I found a very helpful article on how to safely kill an unresponsive virtual machine, which worked quite well. It also kills the VM so that there is no corruption (on the VMware side). Here’s the link to the source article: http://sysadminhell.blogspot.com/2008/03/couple-of-vmware-issues.html

Here’s how you do it:
1. SSH into the ESX server that is currently running the affected VM (or you can use the console).
2. At the cmd prompt enter: cat /proc/vmware/vm/*/names

This lists the running VM’s on the host server you are logged on to. Look for the vmid=##

vmid=1069 pid=-1 cfgFile=”/vmfs/volumes/45…/server1/server1.vmx”
uuid=”50…” displayName=”server1″
vmid=1107 pid=-1 cfgFile=”/vmfs/volumes/45…/server2/server2.vmx”
uuid=”50…” displayName=”server2″
vmid=1149 pid=-1 cfgFile=”/vmfs/volumes/45…/server3/server3.vmx”
uuid=”50…” displayName=”server3″
vmid=1156 pid=-1 cfgFile=”/vmfs/volumes/45…/server4/server4.vmx”
uuid=”50…” displayName=”server4″

3. At the cmd prompt enter: less -S /proc/vmware/vm/1149/cpu/status

It will now clear the console screen and show a bunch of numbers and stats. Hit the right arrow key until you see the section about group. Example:

group
vm.1058

With this ID number you can safely kill the VM without corrupting it.

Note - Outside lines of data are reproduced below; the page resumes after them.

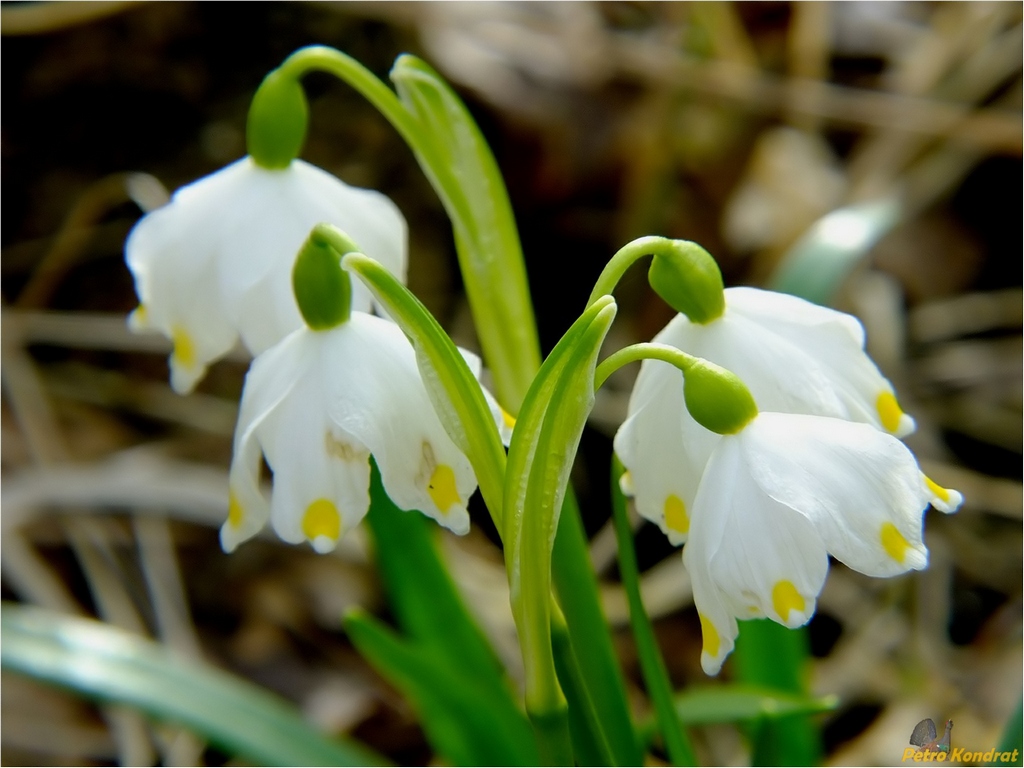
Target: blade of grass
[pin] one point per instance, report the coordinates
(654, 674)
(422, 594)
(774, 656)
(100, 662)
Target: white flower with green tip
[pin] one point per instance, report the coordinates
(215, 262)
(317, 406)
(780, 496)
(795, 356)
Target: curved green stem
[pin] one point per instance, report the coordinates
(643, 351)
(455, 158)
(323, 58)
(625, 258)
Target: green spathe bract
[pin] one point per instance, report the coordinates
(689, 281)
(717, 398)
(323, 289)
(278, 121)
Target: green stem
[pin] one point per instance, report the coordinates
(323, 58)
(652, 666)
(590, 743)
(576, 584)
(456, 160)
(625, 258)
(643, 351)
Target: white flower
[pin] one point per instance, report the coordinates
(778, 498)
(795, 356)
(317, 406)
(216, 261)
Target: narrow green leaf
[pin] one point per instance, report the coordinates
(108, 664)
(775, 656)
(455, 392)
(540, 458)
(465, 175)
(590, 745)
(735, 702)
(422, 594)
(817, 263)
(654, 674)
(590, 636)
(465, 723)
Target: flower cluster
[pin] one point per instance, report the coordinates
(332, 385)
(779, 446)
(215, 263)
(816, 470)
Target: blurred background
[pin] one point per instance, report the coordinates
(736, 125)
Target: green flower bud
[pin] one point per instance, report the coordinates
(717, 398)
(323, 289)
(687, 278)
(279, 117)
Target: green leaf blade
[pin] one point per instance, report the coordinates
(464, 722)
(103, 663)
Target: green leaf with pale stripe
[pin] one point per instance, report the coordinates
(104, 663)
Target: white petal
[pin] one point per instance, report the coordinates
(270, 380)
(321, 473)
(267, 224)
(248, 511)
(764, 558)
(825, 346)
(379, 397)
(178, 294)
(664, 458)
(785, 313)
(860, 487)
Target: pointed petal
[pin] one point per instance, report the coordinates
(664, 457)
(321, 473)
(765, 559)
(830, 345)
(264, 229)
(377, 395)
(788, 314)
(177, 290)
(270, 379)
(859, 487)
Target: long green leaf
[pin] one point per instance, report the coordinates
(111, 665)
(422, 594)
(771, 655)
(540, 458)
(463, 721)
(471, 187)
(654, 674)
(576, 584)
(735, 702)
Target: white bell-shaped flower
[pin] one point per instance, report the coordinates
(317, 406)
(795, 356)
(215, 262)
(779, 497)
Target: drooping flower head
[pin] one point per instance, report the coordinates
(215, 262)
(795, 356)
(342, 388)
(780, 496)
(768, 467)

4. At the cmd prompt enter: /usr/lib/vmware/bin/vmkload_app -k 9 1058

(Then number 1058 in the command is an example; your VM’s group number goes here.)

5. If you see “Warning: Apr 20 16:22:22.710: Sending signal ‘9’ to world 1058.” this means your VM has been closed successfully. You can now start your VM back up and run it.